Fisher's Light - Page 74/95

Silence fills the room and other than the tick of the clock on the wall above the kitchen sink, no one makes a sound or moves. I think Lucy and I are both in shock at how much Trip shared with us. Going by the fact that he’s staring at his hands in silence, I think even Trip himself is in shock over spilling his guts all over this table in front of us. I always thought he was somewhat crazy for never finding anyone else, for never dating or getting married again, but I understand him so much more now than I ever did before.

I stare at Lucy’s profile as she reaches over and quietly rests her hands on top of Trip’s on the table. I look at this woman, who is my heart and my soul and my entire world, and I get it now. I get why Trip chose to be alone all these years. If she decides that this isn’t going to work between us or that she can’t trust me or love me like she did before, I know I’d rather be alone for the rest of my life than pretend to love someone as much as I do her. Every other woman would pale in comparison and my heart would never be in it. I know that I have to do whatever it takes to get her to love me again. I have to break down those last couple of walls she put up and fight for her as hard as I can.

Lucy is it for me, forever, and I’m going to make damn certain she knows that.

“Alright, that’s enough sharing for one lifetime. You two kids get your asses out of here and let me watch Wheel of Fortune in peace,” Trip suddenly announces, getting up from the table and wondering off into the living room.

Lucy and I laugh together as we watch him leave. I stand up quickly and pull her chair out for her and we shout our good-byes to him over the noise of the television as we make our way outside.

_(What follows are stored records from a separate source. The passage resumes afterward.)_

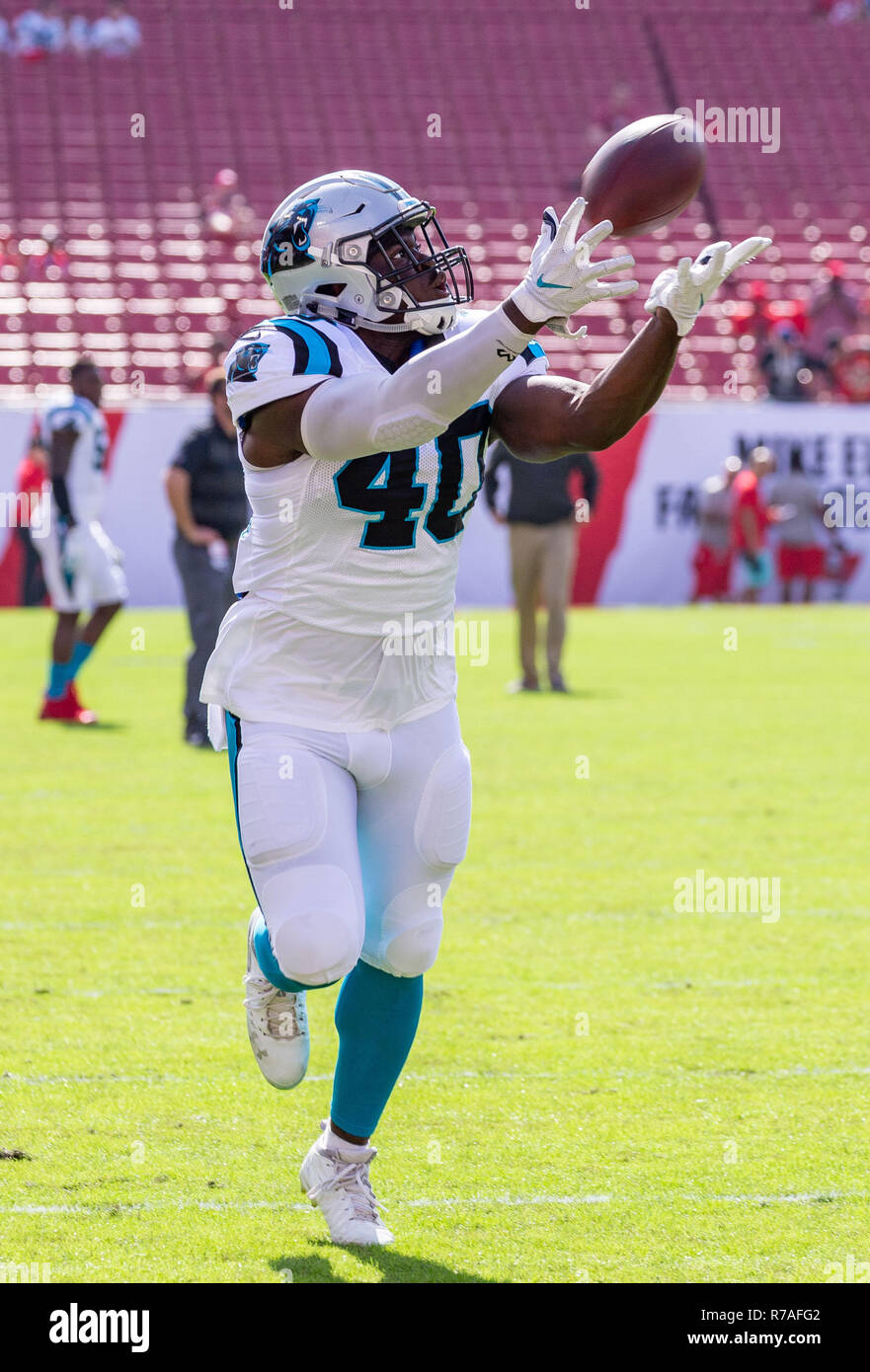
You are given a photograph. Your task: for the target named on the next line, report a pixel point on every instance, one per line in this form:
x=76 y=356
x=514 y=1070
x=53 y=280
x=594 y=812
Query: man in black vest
x=543 y=523
x=204 y=488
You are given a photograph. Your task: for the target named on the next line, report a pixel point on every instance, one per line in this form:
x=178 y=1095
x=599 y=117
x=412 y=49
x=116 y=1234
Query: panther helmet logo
x=289 y=239
x=246 y=362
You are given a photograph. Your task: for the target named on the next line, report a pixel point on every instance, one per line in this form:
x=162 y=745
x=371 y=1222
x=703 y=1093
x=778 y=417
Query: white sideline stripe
x=656 y=1073
x=432 y=1203
x=423 y=1203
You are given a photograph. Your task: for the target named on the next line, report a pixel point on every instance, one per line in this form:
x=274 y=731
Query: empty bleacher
x=516 y=88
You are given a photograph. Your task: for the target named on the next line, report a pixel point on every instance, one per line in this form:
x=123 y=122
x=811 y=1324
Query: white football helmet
x=326 y=233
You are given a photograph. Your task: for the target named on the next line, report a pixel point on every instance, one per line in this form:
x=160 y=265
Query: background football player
x=81 y=564
x=363 y=414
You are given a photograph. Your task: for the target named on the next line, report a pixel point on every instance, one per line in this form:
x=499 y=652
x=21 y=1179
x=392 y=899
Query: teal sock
x=80 y=656
x=376 y=1017
x=58 y=678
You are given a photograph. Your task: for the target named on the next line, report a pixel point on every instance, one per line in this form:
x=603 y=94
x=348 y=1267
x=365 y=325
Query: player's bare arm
x=355 y=416
x=542 y=418
x=59 y=456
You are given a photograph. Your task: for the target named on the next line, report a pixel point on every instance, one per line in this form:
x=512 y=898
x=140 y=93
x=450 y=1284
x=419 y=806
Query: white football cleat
x=277 y=1024
x=338 y=1181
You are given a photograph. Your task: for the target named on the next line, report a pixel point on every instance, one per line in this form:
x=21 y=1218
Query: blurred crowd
x=46 y=28
x=841 y=11
x=809 y=350
x=737 y=510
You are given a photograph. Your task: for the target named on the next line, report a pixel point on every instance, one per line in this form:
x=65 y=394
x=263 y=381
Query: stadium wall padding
x=637 y=549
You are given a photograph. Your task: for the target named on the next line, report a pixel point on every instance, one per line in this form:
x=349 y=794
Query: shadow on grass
x=394 y=1268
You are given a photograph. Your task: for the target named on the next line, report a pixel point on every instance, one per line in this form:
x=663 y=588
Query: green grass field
x=707 y=1121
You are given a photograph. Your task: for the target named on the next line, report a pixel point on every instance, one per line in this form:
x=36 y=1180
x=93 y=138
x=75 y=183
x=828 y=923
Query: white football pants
x=352 y=840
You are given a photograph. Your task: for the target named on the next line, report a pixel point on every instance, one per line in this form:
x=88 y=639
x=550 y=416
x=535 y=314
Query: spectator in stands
x=759 y=320
x=750 y=520
x=786 y=368
x=714 y=553
x=841 y=11
x=204 y=488
x=78 y=34
x=51 y=265
x=225 y=210
x=40 y=31
x=117 y=35
x=200 y=380
x=833 y=310
x=10 y=257
x=800 y=558
x=848 y=362
x=543 y=523
x=840 y=564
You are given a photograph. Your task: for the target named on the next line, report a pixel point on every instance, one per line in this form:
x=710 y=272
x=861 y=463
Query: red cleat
x=69 y=710
x=83 y=715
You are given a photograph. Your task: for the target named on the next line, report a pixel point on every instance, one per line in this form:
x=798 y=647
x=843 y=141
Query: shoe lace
x=353 y=1181
x=281 y=1009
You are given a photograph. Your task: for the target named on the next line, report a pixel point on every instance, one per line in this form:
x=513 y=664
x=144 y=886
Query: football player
x=81 y=564
x=363 y=414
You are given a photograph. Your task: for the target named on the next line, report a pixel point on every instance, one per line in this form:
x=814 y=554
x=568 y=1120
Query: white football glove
x=683 y=288
x=560 y=277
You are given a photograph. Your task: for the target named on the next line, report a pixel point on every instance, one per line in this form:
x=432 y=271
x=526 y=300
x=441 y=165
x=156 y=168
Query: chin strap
x=326 y=309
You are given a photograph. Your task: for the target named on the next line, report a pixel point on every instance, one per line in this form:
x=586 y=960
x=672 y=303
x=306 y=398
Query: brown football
x=645 y=175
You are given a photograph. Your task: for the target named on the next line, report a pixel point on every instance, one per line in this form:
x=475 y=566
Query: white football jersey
x=85 y=481
x=338 y=552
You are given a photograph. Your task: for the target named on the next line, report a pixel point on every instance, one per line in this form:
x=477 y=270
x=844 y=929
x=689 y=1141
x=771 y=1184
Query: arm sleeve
x=490 y=481
x=358 y=415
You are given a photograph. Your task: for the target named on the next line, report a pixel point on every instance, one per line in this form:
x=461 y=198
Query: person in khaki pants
x=543 y=527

I’m not going to let Lucy keep me out. I’m not going to let her keep whatever is bothering her inside. If we’re going to make this work, we’re going to get through everything and we’re going to do it together.

Chapter 35

Lucy

Present Day

Fisher and I walk silently, hand-in-hand through town. A storm started brewing while we were at Trip’s house and a few raindrops begin to fall as we make our way back to the inn. By the time we get to the end of Main Street, the couple of raindrops have turned into a full-on downpour and we run the remaining blocks to Butler House. Fisher holds the front door open for me and I race inside, shaking out my wet hair and wiping off my face as I head towards the kitchen.

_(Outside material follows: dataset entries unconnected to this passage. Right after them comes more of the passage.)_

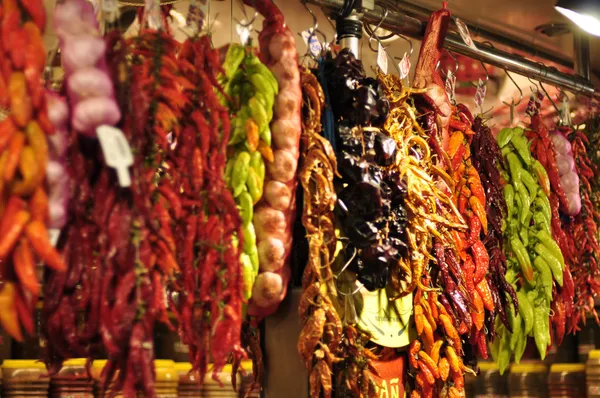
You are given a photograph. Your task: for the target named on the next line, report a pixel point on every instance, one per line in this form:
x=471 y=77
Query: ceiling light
x=584 y=13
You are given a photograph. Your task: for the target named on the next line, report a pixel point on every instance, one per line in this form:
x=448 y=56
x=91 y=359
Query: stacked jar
x=25 y=378
x=490 y=383
x=99 y=392
x=189 y=383
x=72 y=380
x=567 y=380
x=528 y=380
x=167 y=379
x=592 y=374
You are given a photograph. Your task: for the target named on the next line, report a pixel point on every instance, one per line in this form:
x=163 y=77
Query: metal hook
x=249 y=22
x=518 y=88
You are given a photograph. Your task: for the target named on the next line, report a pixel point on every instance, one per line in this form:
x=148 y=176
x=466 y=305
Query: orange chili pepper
x=29 y=169
x=8 y=311
x=444 y=368
x=252 y=135
x=38 y=237
x=478 y=312
x=419 y=318
x=37 y=140
x=453 y=360
x=7 y=131
x=13 y=232
x=479 y=210
x=483 y=288
x=25 y=267
x=428 y=361
x=429 y=378
x=20 y=102
x=451 y=330
x=266 y=151
x=435 y=351
x=38 y=205
x=17 y=143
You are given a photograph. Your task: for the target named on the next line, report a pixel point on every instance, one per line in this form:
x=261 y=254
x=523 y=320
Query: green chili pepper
x=517 y=331
x=239 y=175
x=522 y=258
x=249 y=238
x=248 y=275
x=530 y=183
x=553 y=262
x=509 y=197
x=546 y=238
x=258 y=164
x=540 y=330
x=255 y=185
x=525 y=203
x=521 y=144
x=246 y=208
x=546 y=276
x=540 y=222
x=526 y=311
x=504 y=136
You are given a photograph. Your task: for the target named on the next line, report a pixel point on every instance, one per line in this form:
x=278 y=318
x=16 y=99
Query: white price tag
x=53 y=235
x=404 y=66
x=464 y=33
x=117 y=152
x=382 y=58
x=243 y=32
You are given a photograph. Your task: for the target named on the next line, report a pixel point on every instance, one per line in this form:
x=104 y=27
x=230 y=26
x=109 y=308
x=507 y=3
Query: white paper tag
x=404 y=66
x=53 y=235
x=153 y=16
x=243 y=32
x=117 y=152
x=382 y=58
x=450 y=85
x=464 y=33
x=480 y=93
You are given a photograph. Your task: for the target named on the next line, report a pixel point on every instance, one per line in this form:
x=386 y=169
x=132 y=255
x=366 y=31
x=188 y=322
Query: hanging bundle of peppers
x=24 y=129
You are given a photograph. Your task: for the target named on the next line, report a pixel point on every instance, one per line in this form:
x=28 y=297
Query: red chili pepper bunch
x=543 y=150
x=470 y=199
x=583 y=230
x=24 y=130
x=488 y=161
x=210 y=239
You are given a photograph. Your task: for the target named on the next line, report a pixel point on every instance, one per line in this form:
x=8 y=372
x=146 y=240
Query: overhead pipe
x=408 y=26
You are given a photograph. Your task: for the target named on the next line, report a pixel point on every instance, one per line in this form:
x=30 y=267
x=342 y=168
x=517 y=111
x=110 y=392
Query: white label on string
x=243 y=31
x=196 y=17
x=450 y=85
x=153 y=16
x=53 y=235
x=382 y=58
x=464 y=33
x=480 y=93
x=404 y=66
x=117 y=152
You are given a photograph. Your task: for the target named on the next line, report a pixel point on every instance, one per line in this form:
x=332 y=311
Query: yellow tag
x=387 y=321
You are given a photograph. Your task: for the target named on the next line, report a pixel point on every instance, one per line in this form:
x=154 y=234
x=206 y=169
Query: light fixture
x=584 y=13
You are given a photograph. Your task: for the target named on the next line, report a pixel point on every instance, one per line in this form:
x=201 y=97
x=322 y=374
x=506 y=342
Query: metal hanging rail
x=408 y=26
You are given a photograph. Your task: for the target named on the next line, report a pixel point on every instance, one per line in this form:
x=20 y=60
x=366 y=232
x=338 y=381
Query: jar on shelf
x=528 y=380
x=247 y=380
x=189 y=383
x=490 y=383
x=24 y=378
x=567 y=380
x=72 y=381
x=592 y=374
x=167 y=378
x=212 y=389
x=99 y=392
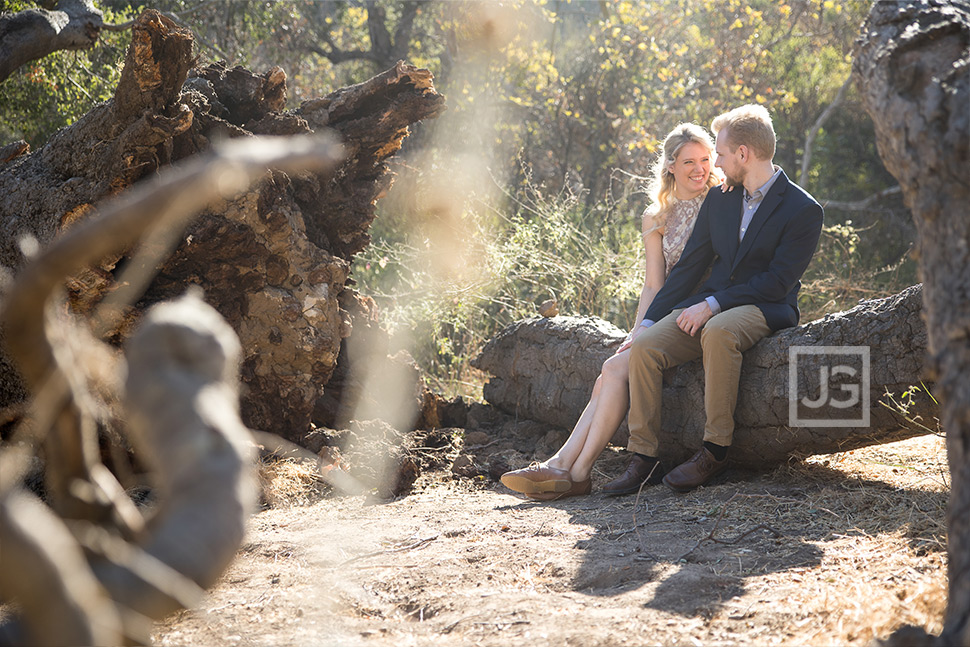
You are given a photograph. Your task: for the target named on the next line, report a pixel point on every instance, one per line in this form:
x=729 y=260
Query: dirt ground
x=833 y=550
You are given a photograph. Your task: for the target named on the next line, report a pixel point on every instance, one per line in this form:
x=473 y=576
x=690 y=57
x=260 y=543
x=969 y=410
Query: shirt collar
x=762 y=190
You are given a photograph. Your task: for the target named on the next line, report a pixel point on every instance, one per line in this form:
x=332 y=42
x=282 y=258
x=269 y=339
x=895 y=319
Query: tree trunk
x=913 y=68
x=544 y=369
x=32 y=34
x=273 y=262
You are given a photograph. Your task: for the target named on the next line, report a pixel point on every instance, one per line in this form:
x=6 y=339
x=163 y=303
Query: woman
x=681 y=179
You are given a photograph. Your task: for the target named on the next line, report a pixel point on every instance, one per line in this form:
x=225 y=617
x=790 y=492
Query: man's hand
x=693 y=318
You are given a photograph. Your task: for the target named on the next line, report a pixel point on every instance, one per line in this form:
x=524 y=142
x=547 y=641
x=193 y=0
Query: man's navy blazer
x=764 y=269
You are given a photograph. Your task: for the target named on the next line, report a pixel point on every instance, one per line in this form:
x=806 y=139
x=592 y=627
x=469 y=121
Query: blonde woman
x=681 y=179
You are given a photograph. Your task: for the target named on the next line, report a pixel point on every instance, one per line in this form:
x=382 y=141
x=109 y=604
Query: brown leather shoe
x=579 y=488
x=537 y=479
x=638 y=471
x=701 y=468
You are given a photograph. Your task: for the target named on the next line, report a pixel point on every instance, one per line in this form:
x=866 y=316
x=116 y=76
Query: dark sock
x=718 y=451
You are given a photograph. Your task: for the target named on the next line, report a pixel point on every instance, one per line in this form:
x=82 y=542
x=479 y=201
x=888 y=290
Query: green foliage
x=526 y=189
x=443 y=301
x=45 y=95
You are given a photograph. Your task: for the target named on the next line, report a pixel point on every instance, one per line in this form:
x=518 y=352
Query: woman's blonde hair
x=661 y=186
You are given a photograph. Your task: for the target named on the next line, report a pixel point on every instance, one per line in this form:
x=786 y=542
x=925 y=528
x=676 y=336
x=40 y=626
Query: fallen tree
x=89 y=567
x=56 y=25
x=544 y=369
x=913 y=68
x=274 y=261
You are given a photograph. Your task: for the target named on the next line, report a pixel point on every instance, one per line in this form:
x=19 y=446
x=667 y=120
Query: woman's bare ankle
x=577 y=475
x=555 y=462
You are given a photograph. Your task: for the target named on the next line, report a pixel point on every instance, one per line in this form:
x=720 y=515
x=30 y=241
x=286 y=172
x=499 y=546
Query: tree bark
x=913 y=68
x=275 y=261
x=544 y=369
x=35 y=33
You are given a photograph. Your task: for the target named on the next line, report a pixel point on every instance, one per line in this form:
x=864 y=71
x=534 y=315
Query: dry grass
x=286 y=481
x=860 y=552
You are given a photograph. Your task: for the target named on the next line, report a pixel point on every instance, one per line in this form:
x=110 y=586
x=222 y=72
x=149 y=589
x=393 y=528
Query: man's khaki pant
x=720 y=342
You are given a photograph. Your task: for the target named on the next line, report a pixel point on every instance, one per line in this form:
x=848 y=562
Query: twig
x=401 y=549
x=636 y=505
x=119 y=27
x=710 y=536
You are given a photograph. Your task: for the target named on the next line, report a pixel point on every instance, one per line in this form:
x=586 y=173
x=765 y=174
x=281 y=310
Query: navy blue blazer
x=763 y=270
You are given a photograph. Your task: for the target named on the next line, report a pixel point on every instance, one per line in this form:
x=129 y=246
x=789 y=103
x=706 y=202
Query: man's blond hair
x=749 y=125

It’s late and Ellie turned off most of the lights on the first floor before she left for the day. The hallway leading to the kitchen is dark except for a couple of electric sconces that glow with soft lighting on the wall, guiding my way. I hear Fisher’s heavy footsteps following behind me as I go and I’m tempted to tell him to go back to Trip’s. That story he told us tonight was almost too much for me, hit too close to home, and I need some time alone to think. I can’t think rationally when Fisher is close to me. I can’t breathe for fear that something bad is looming, just waiting to ruin this little fairytale we’ve created the last two months. The more I listened to Trip, the more I realized this is not a fairytale. There’s still something standing between us that I haven’t been able to bring myself to confront him about and I can’t take it anymore. Subtlety is clearly not working, because he’s still holding himself back with me and we can’t move forward until all of our issues are out in the open and he finally lets go.

“Man, can you believe Trip?” Fisher asks as we walk into the kitchen. I don’t bother turning on the bright, overhead light as I pull open a drawer and grab a dishtowel to dry off my face and arms. There’s a small lamp plugged in on the counter that gives off enough light that I can see what I’m doing.

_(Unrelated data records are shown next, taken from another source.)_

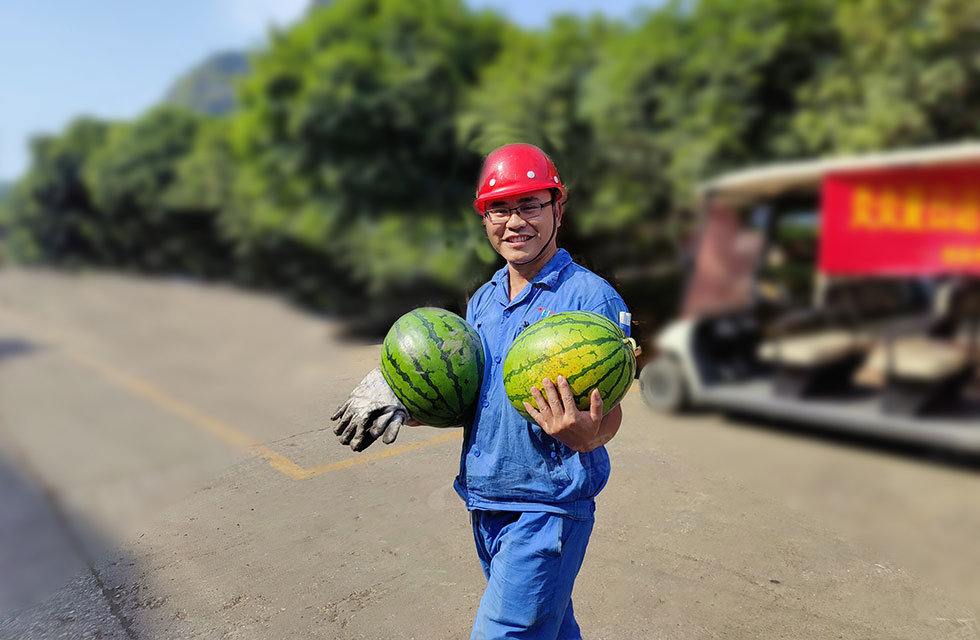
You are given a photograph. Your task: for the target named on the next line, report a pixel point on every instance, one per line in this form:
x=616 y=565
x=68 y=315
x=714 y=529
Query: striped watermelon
x=589 y=349
x=433 y=361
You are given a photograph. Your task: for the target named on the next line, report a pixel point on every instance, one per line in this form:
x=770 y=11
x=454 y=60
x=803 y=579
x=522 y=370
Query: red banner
x=901 y=222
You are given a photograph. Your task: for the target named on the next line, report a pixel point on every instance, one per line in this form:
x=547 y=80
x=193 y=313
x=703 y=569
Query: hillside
x=209 y=87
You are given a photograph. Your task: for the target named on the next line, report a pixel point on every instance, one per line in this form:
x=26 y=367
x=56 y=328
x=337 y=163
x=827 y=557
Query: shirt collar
x=547 y=277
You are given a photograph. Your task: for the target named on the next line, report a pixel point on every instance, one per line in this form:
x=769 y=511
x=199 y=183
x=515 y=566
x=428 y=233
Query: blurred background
x=328 y=150
x=327 y=153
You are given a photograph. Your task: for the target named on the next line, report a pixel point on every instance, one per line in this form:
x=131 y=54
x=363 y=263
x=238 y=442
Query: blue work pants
x=530 y=560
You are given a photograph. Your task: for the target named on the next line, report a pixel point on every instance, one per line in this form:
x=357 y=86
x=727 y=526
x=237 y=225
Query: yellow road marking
x=232 y=436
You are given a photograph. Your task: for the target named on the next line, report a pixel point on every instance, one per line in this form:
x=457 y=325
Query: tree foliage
x=345 y=175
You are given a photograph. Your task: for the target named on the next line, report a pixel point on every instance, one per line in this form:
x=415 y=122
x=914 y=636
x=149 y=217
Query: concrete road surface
x=167 y=470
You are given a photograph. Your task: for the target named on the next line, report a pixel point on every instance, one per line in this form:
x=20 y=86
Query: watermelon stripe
x=565 y=350
x=412 y=379
x=586 y=347
x=445 y=357
x=612 y=356
x=414 y=409
x=425 y=372
x=537 y=327
x=434 y=362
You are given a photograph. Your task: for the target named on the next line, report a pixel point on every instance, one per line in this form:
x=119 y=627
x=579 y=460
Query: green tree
x=906 y=73
x=701 y=88
x=49 y=215
x=346 y=139
x=149 y=221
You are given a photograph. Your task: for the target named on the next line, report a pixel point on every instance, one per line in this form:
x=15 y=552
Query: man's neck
x=520 y=275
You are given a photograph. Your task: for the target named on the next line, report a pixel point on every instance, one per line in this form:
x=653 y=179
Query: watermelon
x=433 y=362
x=589 y=349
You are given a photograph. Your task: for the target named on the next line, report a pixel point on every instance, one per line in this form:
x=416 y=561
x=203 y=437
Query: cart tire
x=662 y=385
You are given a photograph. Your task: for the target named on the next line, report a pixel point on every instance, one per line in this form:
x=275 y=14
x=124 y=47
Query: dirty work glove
x=370 y=412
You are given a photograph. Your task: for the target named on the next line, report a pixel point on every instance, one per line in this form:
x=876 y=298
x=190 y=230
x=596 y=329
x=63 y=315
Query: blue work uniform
x=531 y=498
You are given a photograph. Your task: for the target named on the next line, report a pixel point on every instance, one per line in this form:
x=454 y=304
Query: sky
x=116 y=58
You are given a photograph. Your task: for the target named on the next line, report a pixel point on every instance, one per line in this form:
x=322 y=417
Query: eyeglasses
x=527 y=211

“I can’t believe he told us all of that tonight,” Fisher continues as he walks up behind me and rests his hands on my shoulders.

I pull out from under his hands and take a few steps away from him before turning around. “What the hell are we doing?”

Tossing the towel onto the counter, I cross my arms and stare at Fisher. He’s so Goddamn gorgeous that it takes my breath away. He still hasn’t shaved, only trimming his stubble every couple of days when it starts to get out of control. His wet shirt molds to his body and I can see every line and ripple of his muscles. His hair is dripping down his face and I watch as he runs his hand through the damp strands in irritation.

“What do you mean, what the hell are we doing?” he asks.

“I mean, what the hell are we doing?!” I argue, raising my voice slightly. “We see each other every day, we’re falling back into old habits like nothing has changed, but EVERYTHING has changed! We’re both different people, but it’s like we’re trying to be who we used to be. I can’t do that, Fisher. I can’t be the person I used to be and neither can you.”

He takes a step towards me, but I hold up my hand and step back.

“Jesus, are you trying to pick another fight with me?” he asks in exasperation. “What the hell am I doing wrong that you constantly want to argue?”

I’m so angry and frustrated with myself because he’s right. I’ve been picking fights with him nonstop over the stupidest things, just to get a rise out of him. Just to see if I can force him to lose control and show me some of that passion he did in the alley and that night in our kitchen a few years ago. It’s stupid and it’s silly, but it’s something that I think about constantly and I need that part of him. I need him to realize that I’m not going to break and I’m not afraid. I need him to see that my perfect man isn’t one who’s calm all the time and never loses his temper. I need him to give me every part of himself or this is never going to work between us.